第22話:アーバンガールvs落ち武者〜仁義なき部室の陣取り合戦〜
どこにでもある少し田舎の県立高校。そして、旧校舎の片隅にある歴史研究部。
ここは引退した先輩たちが残してくれた、学内で唯一の静寂なるシャングリラ……のはずだった。
放課後、僕が平穏な読書時間を求めて部室の扉を開けると、そこは既に風雲急を告げていた。
部室の中央に鎮座する長机。

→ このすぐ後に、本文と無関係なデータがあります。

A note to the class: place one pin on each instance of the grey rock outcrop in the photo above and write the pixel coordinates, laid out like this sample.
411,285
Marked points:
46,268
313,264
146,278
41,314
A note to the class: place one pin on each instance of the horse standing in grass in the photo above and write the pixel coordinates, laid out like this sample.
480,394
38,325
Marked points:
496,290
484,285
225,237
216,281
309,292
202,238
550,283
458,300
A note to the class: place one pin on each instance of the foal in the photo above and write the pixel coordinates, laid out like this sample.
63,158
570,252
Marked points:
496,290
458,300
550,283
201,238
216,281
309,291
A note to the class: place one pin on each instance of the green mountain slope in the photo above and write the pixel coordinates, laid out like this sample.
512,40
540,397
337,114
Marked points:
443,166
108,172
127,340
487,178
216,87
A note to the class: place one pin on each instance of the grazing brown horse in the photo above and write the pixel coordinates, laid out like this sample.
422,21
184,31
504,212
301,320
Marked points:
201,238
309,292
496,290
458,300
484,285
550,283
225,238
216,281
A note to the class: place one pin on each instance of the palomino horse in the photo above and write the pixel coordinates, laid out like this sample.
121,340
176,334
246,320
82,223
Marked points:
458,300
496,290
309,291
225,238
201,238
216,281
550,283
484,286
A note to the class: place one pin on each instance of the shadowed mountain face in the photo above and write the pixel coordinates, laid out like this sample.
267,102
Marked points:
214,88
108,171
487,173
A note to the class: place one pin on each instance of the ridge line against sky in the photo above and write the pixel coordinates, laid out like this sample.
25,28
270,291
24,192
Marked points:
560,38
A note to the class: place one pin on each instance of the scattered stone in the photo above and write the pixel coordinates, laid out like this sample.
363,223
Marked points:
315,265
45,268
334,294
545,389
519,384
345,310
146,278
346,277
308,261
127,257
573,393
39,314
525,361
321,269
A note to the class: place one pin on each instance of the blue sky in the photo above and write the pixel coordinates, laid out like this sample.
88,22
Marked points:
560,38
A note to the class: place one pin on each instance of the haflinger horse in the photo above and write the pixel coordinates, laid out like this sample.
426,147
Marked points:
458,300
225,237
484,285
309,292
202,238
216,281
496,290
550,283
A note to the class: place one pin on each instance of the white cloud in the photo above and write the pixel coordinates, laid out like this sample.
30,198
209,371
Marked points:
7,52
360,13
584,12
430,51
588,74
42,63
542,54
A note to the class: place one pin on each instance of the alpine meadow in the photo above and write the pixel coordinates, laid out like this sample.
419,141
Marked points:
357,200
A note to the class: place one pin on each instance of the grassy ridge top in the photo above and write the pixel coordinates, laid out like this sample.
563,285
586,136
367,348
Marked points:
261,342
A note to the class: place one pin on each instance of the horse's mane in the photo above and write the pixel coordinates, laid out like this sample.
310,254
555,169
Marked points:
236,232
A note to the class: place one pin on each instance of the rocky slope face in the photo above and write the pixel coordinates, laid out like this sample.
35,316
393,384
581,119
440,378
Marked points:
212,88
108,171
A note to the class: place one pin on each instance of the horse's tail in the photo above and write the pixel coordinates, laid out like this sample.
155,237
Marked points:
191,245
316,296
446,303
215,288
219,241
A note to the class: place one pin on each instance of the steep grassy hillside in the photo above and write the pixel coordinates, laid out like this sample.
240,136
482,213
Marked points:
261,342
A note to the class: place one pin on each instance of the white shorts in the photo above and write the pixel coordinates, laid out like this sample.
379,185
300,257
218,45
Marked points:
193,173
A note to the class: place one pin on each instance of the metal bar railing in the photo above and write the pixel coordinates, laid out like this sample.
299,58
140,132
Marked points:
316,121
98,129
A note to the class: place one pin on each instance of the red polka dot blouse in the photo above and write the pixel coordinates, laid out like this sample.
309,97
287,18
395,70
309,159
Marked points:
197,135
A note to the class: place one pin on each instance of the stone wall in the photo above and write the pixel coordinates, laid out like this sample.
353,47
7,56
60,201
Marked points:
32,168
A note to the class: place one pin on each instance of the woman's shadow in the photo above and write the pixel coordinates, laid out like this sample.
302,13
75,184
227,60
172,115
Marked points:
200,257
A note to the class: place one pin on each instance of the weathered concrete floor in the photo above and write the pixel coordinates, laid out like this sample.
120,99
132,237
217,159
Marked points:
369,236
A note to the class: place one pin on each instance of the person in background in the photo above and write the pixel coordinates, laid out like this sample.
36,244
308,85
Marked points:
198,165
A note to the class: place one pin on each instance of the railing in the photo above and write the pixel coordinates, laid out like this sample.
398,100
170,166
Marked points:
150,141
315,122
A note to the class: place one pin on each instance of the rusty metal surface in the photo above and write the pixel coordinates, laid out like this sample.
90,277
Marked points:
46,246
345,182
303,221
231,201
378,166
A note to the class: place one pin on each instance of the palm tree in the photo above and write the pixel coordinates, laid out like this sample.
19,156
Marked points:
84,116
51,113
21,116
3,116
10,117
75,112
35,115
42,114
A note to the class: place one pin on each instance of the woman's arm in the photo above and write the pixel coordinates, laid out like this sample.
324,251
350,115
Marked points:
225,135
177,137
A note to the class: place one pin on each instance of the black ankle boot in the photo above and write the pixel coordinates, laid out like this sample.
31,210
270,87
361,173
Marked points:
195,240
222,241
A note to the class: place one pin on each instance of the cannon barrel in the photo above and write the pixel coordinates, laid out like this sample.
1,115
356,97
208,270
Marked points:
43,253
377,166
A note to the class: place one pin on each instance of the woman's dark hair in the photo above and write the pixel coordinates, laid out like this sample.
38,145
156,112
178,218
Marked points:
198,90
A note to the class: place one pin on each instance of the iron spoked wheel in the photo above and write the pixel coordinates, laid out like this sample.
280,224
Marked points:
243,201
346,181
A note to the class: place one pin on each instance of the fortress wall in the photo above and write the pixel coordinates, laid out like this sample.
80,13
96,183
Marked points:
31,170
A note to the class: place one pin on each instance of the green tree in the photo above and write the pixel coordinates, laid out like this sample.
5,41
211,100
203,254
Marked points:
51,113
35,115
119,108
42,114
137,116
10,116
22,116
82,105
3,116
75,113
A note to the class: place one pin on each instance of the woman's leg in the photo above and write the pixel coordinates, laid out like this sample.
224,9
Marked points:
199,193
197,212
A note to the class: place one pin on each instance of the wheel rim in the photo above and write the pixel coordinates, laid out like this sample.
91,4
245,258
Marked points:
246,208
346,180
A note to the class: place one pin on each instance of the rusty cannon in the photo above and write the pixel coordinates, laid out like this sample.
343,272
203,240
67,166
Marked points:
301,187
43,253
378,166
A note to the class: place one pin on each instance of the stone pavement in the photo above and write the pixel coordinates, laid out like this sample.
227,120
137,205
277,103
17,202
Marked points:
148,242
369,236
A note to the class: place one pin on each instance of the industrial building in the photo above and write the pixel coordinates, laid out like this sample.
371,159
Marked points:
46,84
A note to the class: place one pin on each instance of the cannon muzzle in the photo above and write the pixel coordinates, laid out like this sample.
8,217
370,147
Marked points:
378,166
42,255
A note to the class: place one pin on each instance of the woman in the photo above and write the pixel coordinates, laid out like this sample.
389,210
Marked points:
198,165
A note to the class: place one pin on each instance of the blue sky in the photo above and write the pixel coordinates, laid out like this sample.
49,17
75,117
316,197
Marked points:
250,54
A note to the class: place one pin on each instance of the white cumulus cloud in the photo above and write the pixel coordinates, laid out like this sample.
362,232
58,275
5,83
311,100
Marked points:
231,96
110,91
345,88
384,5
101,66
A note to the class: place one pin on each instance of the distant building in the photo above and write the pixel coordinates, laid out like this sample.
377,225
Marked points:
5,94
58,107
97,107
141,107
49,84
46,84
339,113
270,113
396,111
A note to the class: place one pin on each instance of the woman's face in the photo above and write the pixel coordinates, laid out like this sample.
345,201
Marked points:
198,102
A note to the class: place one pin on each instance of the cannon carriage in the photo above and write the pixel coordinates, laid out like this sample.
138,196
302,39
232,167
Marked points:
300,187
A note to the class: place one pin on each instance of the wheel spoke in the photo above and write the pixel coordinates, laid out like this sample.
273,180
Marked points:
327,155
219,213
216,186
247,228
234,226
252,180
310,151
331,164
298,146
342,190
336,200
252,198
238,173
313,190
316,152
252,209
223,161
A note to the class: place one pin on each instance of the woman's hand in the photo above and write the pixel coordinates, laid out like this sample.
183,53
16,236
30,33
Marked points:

そのど真ん中に、なぜか真っ赤なビニールテープで一直線に『境界線』が引かれているのだ。
机の左半分(西軍)を占拠しているのは、一年生のアーバンガール・花見川 若葉だ。
彼女は自分の陣地にエスニック風のオシャレな布をテーブルクロス代わりに敷き詰め、エシカルなタンブラーで、自称『オーガニック・ハーブティー』を優雅に飲んでいる。
傍らのスマホからは、優雅な『ボサノバ』が流れており、完全にここを『表参道のオープンカフェ』だと錯覚しているらしい。
対する机の右半分(東軍)に陣取っているのは、先日我が部のカオスに加わった時代錯誤の落ち武者・武石 胤久だ。
奴は100円ショップで買ったであろう安っぽい『すだれ』や『家紋柄の扇子』を並べ、筆ペンで『風林火山』と書かれた半紙を背後に掲げている。
さらに極めつけは、机の上にテーブルクロス代わりに勝手に『ゴザ』を敷き、わざわざ袴姿で「武士の嗜みでござる」と渋い顔をして急須で『粉末の緑茶』を点てようとしているのだ。
おもちゃの刀をウェットティッシュで仰々しく拭きながら、彼のスマホからは絶え間なく『法螺貝の音』がエンドレスリピートで垂れ流されていた。
優雅なボサノバと、雄叫びのような法螺貝の音が不協和音を生み出す狂気の空間で、水と油の一年生二人が醜い口論を繰り広げていた。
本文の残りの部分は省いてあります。